William Bastit a reconnu devant la justice avoir « été pédophile », mais affirme ne plus l’être depuis le début de l’enquête. Pourtant, les échanges compulsifs avec des mineurs se sont poursuivis bien au-delà des faits de 2009. Jusqu’en 2024, il a continué d’envoyer des messages à des adolescents, abordant leur sexualité et leur demandant des photos de leur corps ou de leurs parties intimes. Quatorze noms figuraient dans le dossier d’instruction, mais seuls certains ont accepté de porter plainte, et les débats ont révélé que plusieurs faits étaient prescrits.

Lors de l’audience, Bastit a justifié ses agissements en déclarant : « Je n’ai jamais joué l’amitié avec ces personnes, j’avais le vice d’envoyer ces messages, comme si j’étais deux personnes différentes. » Son avocate, Me Shahena Syan, a souligné que son client « reconnaît les faits » et que cette prise de conscience constituait une avancée. Elle a également reconnu que les « termes d’amitié » employés par Bastit étaient « complètement déplacés ».

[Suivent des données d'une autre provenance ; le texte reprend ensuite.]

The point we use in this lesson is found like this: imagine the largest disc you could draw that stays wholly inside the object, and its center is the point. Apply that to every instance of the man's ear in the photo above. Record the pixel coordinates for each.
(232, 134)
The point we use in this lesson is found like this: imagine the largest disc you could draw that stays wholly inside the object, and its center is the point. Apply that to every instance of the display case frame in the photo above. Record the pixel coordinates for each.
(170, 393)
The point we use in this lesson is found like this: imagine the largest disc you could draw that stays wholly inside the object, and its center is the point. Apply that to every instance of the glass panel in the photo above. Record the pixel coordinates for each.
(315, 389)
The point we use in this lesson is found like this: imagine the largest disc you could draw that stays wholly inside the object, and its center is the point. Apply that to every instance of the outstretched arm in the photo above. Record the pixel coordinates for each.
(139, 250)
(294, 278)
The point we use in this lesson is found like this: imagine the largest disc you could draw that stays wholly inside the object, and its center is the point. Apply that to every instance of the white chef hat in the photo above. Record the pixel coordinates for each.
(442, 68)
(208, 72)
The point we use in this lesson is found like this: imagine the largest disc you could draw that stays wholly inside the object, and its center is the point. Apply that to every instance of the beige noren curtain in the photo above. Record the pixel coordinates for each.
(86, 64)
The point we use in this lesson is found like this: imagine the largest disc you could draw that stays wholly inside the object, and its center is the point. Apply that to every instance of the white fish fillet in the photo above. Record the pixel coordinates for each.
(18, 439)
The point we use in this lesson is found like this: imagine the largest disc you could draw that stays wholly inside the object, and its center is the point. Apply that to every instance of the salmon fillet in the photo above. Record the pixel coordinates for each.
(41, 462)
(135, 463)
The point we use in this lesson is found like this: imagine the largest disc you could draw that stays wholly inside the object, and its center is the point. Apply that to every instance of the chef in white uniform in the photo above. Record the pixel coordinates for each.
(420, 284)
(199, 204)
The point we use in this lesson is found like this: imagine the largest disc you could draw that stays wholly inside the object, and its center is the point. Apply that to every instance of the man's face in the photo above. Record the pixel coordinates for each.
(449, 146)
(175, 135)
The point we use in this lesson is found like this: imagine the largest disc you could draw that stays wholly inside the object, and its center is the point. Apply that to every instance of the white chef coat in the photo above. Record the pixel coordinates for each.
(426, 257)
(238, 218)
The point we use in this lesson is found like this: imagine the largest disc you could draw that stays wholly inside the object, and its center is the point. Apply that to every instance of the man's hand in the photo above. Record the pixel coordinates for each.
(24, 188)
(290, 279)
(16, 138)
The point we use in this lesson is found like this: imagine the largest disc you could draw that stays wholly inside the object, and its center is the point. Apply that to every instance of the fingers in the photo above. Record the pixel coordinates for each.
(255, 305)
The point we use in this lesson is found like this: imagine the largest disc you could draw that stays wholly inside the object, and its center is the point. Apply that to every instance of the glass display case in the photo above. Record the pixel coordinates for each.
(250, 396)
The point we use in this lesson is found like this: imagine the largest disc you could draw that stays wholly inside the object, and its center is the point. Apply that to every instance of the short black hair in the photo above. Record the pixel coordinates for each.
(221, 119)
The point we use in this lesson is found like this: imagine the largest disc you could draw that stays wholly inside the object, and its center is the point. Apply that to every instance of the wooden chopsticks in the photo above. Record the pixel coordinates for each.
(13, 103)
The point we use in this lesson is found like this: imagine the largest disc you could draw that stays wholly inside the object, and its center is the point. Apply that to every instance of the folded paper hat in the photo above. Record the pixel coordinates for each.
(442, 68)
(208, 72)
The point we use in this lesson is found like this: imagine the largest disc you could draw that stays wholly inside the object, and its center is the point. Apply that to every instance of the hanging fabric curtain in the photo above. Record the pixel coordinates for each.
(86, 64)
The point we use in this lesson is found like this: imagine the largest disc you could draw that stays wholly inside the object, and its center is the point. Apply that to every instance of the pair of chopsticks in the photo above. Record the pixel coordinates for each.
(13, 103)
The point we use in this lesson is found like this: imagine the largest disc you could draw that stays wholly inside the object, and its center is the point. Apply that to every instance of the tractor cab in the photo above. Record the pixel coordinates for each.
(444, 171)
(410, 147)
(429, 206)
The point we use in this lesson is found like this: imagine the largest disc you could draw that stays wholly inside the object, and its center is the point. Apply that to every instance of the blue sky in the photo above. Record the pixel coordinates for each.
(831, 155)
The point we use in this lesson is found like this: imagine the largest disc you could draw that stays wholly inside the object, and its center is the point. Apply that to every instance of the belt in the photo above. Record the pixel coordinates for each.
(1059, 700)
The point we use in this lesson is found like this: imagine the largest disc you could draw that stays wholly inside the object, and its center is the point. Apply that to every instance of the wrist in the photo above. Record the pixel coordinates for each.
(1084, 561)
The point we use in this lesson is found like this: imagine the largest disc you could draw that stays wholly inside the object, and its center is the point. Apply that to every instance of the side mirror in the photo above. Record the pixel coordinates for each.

Un parcours marqué par la manipulation et la dissimulation

Les éléments présentés au tribunal ont révélé une dualité troublante dans le comportement de Bastit. D’un côté, il affichait une image de professionnel engagé, comme en témoigne Yann, devenu formateur sportif pour mineurs et déterminé à « se positionner en tant que professionnel » mais aussi « pour l’enfant de 13 ans que j’étais ». De l’autre, ses propos et ses actes trahissaient une pulsion qu’il minimisait. Interrogé sur un message envoyé par Yann des années plus tard — « j’espère que tu vas pas recommencer tes conneries » —, Bastit avait répondu : « Rassure-toi pour eux, je veux pas les faire souffrir comme toi. »

La présidente du tribunal a rappelé que Bastit, lors de l’audience, a exprimé avoir perçu « la colère » de Yann, sans pour autant mesurer la gravité des actes commis. Cette dissociation entre la reconnaissance formelle des faits et la persistance de comportements à risque a pesé dans la décision du tribunal, qui a infligé une peine bien supérieure aux deux ans de prison ferme requis par le parquet.

Et maintenant ?

William Bastit, désormais interdit d’exercer toute activité avec des mineurs, devra suivre une injonction de soins. La question de l’efficacité de cette mesure reste en suspens, d’autant que certains faits sont prescrits et que toutes les victimes n’ont pas souhaité porter plainte. Les autorités sportives pourraient être amenées à se prononcer sur d’éventuelles sanctions disciplinaires supplémentaires contre Bastit, dont le cas rappelle les risques liés aux positions d’influence au sein des associations sportives.

Ce jugement intervient dans un contexte de vigilance accrue sur les abus dans le milieu sportif, où les structures locales jouent un rôle clé dans la détection et la prévention des dérives. Reste à savoir si cette affaire incitera d’autres victimes à se manifester ou si les mécanismes de signalement dans les clubs devront être renforcés pour éviter de nouveaux cas similaires.

Le tribunal a considéré que la « durée et la répétition des faits », ainsi que le profil du prévenu — ancien cadre influent et formateur pour mineurs — justifiaient une peine plus lourde que les deux ans de prison ferme requis par le parquet. La présidente a également souligné que, sans la révélation des faits en 2024, Bastit aurait probablement continué ses agissements.